À Nong Khai, les inondations menacent. Comme si la catastrophe fluviale avait déjà eu lieu mais dans le futur, emportant les lignes de barrage entre nations et lignes de démarcation entre documentaire et fiction, creusant dans le terrier des mémoires individuelles, collectives et impersonnelles des poches d'amnésie peut-être salvatrices dès lors qu’elles sont des bulles de réinvention du maintenant et du possible. L'horizon devient alors celui d'un temps pour une mémoire non encore advenue, une mémoire possible d’autres possibles. Demain on se souviendra peut-être que Thaïlande, Laos et Cambodge aussi ne sont pas des pays distingués sur la carte après les guerres d’Indochine mais des peuples séparés dont la partition se comprend littéralement comme un éventrement, une éviscération. Demain on se souviendra peut-être que ces états-nations représentent les multiples faces d'un seul monde, une seule entité hétérogène dont les habitants ont un pied dans le passé et un autre dans le futur, entre histoire et mythe, réalité diachronique et rêve synchronique.
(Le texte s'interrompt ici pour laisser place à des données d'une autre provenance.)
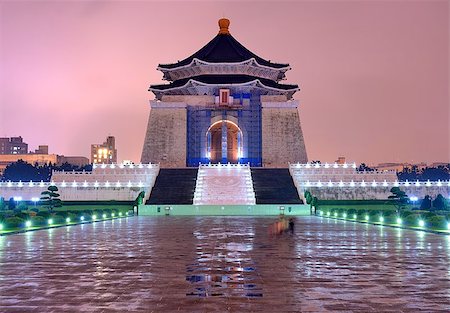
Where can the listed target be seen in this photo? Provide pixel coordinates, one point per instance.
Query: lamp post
(17, 199)
(35, 200)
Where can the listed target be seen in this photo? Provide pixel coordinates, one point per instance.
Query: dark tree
(50, 198)
(399, 197)
(439, 203)
(11, 204)
(364, 168)
(21, 170)
(426, 203)
(435, 173)
(308, 197)
(410, 174)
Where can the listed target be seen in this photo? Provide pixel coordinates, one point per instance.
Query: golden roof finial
(224, 23)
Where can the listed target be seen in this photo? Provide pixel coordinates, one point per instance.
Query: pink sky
(374, 75)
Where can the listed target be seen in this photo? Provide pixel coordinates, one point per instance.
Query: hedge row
(390, 216)
(19, 219)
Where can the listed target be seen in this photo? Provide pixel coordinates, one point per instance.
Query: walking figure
(291, 225)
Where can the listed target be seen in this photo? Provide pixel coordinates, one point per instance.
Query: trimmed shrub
(438, 222)
(44, 214)
(406, 213)
(23, 215)
(72, 216)
(13, 222)
(428, 215)
(22, 206)
(374, 213)
(58, 219)
(38, 221)
(411, 220)
(350, 212)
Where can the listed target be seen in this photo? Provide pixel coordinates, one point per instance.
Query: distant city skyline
(374, 76)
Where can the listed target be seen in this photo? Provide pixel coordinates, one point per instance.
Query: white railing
(371, 184)
(209, 191)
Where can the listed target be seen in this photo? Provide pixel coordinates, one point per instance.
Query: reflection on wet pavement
(224, 267)
(219, 264)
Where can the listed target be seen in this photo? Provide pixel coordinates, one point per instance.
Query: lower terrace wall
(282, 137)
(224, 210)
(75, 193)
(165, 139)
(370, 193)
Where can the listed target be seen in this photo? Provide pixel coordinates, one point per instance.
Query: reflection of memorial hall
(224, 104)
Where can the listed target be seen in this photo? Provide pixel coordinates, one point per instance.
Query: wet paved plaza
(207, 264)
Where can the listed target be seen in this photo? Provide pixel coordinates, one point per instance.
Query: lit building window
(224, 95)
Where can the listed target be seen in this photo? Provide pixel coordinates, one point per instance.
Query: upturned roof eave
(163, 69)
(255, 81)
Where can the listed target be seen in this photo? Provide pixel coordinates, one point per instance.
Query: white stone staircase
(224, 184)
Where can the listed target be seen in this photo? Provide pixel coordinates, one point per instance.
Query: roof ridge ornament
(224, 23)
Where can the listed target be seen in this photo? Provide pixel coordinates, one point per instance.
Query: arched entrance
(224, 142)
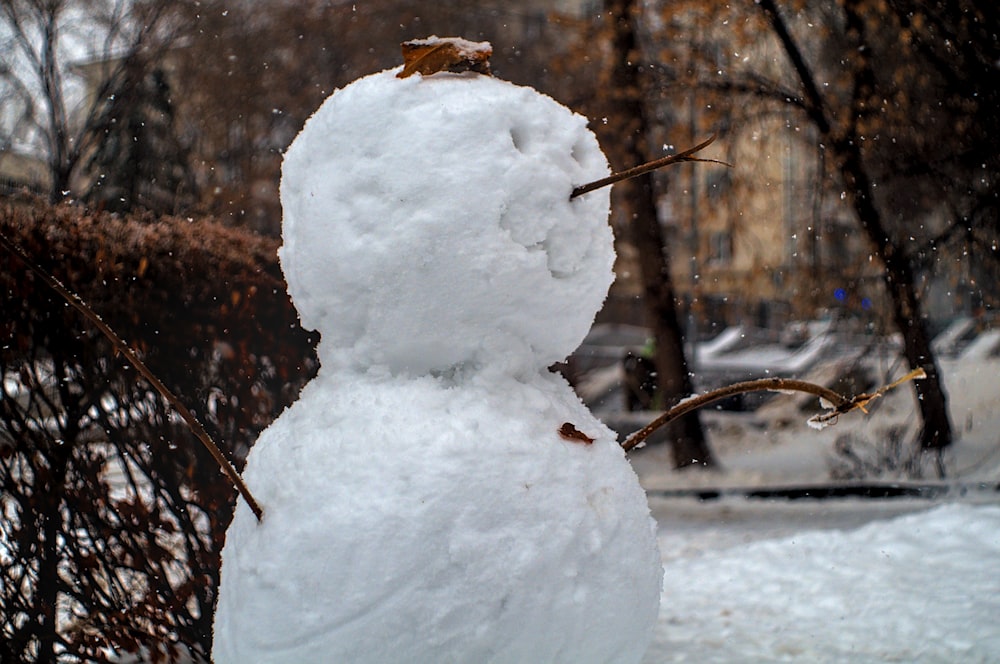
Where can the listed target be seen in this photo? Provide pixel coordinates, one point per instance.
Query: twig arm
(839, 404)
(763, 384)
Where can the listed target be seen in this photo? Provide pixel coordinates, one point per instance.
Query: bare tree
(627, 132)
(60, 108)
(113, 515)
(899, 100)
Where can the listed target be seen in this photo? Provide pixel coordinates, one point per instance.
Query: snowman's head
(428, 225)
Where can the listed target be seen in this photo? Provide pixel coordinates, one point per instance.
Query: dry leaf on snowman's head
(436, 54)
(574, 435)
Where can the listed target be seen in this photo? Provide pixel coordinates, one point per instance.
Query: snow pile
(419, 501)
(923, 587)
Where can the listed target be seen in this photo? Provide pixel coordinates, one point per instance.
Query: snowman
(437, 494)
Baigné des eaux hypnotiques de L'Année dernière à Marienbad (1961) d'Alain Resnais, India Song (1975) et Le Navire Night (1978) de Marguerite Duras, Mekong Hotel prolonge avec modestie un geste de cinéma, ample et précieux parce que rêvé quand le rêve enveloppe les peuples qui dorment dans l’attente fébrile de leur réveil. Rêver que les films sont des embarcations pour des voyages immobiles vers de mystérieuses contrées, pays antiques et nations mythiques, terres réémergentes après avoir été liquidées. Rêver en commun qu’il y a un autre monde à portée de mains et dans les viscères des rêveurs. Rêver des mondes oubliés et engloutis pour mieux s'en ressouvenir à l'avenir, là où l’on voit depuis l’horizon meurtri de l’Asie du sud-est une autre Atlantide – l’éden insituable des rêveurs en commun qui tient tout à la fois de la serre tropicale, du jardin d’essai et du Navire Night.